El año de 1968 no sacudió sólo a México. Más de una decena de países se vieron envueltos en la rebelión generacional de los jóvenes que se expresaron insatisfechos, con creatividad en sus consignas y con piedras y barricadas contra la policía, porque el acuerdo global de Bretton Woods a mediados de los 40’s había dado una salida económica al mundo de la posguerra, cuya estabilidad le había permitido a esa generación comenzar a plantearse otros dilemas, como la libertad. De eso se trató el Movimiento Estudiantil mexicano en 1968, de un reclamo de libertad que forzó a la apertura del sistema político. Fue muy lento el proceso gradualista, que fincó sus bases en los 70’s, con el reclutamiento de algunas de las mentes preclaras del movimiento a las filas del gobierno y otros que optaron por otras vías, la de la disidencia dentro del marco legal, o la guerrilla.
 
El final de esa década de los 70’s tuvo su primera victoria para lo que comenzaron los estudiantes una década antes, y los médicos, ferrocarrileros y campesinos previamente, al ser aprobada la Reforma Política con la que formalmente inició la transición democrática. El Partido Comunista fue legalizado y la izquierda comenzó a tener representación parlamentaria. La construcción de un nuevo país comenzó tras la tensión en las elecciones presidenciales de 1988, donde la sombra de un fraude que evitó el triunfo de Cuauhtémoc Cárdenas, obligó a una serie de aperturas que fueron levantando el nuevo diseño institucional, como la fundación del Instituto Federal Electoral, el Tribunal Electoral del Poder Judicial de la Federación, la Comisión Nacional de los Derechos Humanos, la autonomía del Banco de México o la reforma al Poder Judicial. Más adelante, consecuencia del mismo proceso, vinieron los órganos regulatorios, el Instituto Nacional de Transparencia, y el servicio civil de carrera.
 
Los primeros senadores de izquierda se dieron en 1988. La primera Gubernatura que perdió el PRI fue Baja California, cuando Ernesto Ruffo la ganó en 1999. La izquierda ganó su primera en 1997, cuando Cárdenas llegó al poder en la Ciudad de México.
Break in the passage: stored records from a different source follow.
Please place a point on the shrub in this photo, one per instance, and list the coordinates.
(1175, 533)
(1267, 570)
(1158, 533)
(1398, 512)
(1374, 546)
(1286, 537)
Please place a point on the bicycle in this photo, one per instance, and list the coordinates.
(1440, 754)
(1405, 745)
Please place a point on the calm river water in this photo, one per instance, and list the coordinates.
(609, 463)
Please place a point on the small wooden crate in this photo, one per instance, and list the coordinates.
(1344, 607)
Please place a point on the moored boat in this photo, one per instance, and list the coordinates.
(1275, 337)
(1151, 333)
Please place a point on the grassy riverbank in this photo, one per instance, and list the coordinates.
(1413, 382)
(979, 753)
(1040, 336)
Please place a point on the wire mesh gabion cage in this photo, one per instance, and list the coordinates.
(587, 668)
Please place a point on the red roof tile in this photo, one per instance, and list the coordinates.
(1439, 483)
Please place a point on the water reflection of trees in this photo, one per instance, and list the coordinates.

La victoria presidencial de Andrés Manuel López Obrador tiene sus raíces en el camino político abierto hace 50 años.
 
Mucho más ha sucedido desde entonces. La prensa vendida tuvo su borrachera democrática en los 90’s, con incontables excesos. Nunca antes como contra los presidentes Enrique Peña Nieto y Felipe Calderón, los niveles de crítica fueron tan severos y constantes. Todas las instituciones tuvieron una circulación de élites, que también contribuyeron a que la oposición de izquierda y de derecha fuera una opción política válida para el país.
 
Falta todavía más por hacer en esta muy larga consolidación democrática que hemos vivido y que le tocará al nuevo gobierno de López Obrador colocar los siguientes escalones. Pero esta conmemoración de los 50 años de la matanza de Tlatelolco, tendría que ser al mismo tiempo una celebración por las libertades alcanzadas que permitieron que en unas cuantas semanas, inicie un nuevo régimen. ¿Será bueno? ¿malo? Los resultados serán otra discusión. El primer gran paso ya se dio. “Un extraño enemigo” cuenta cómo todo inició.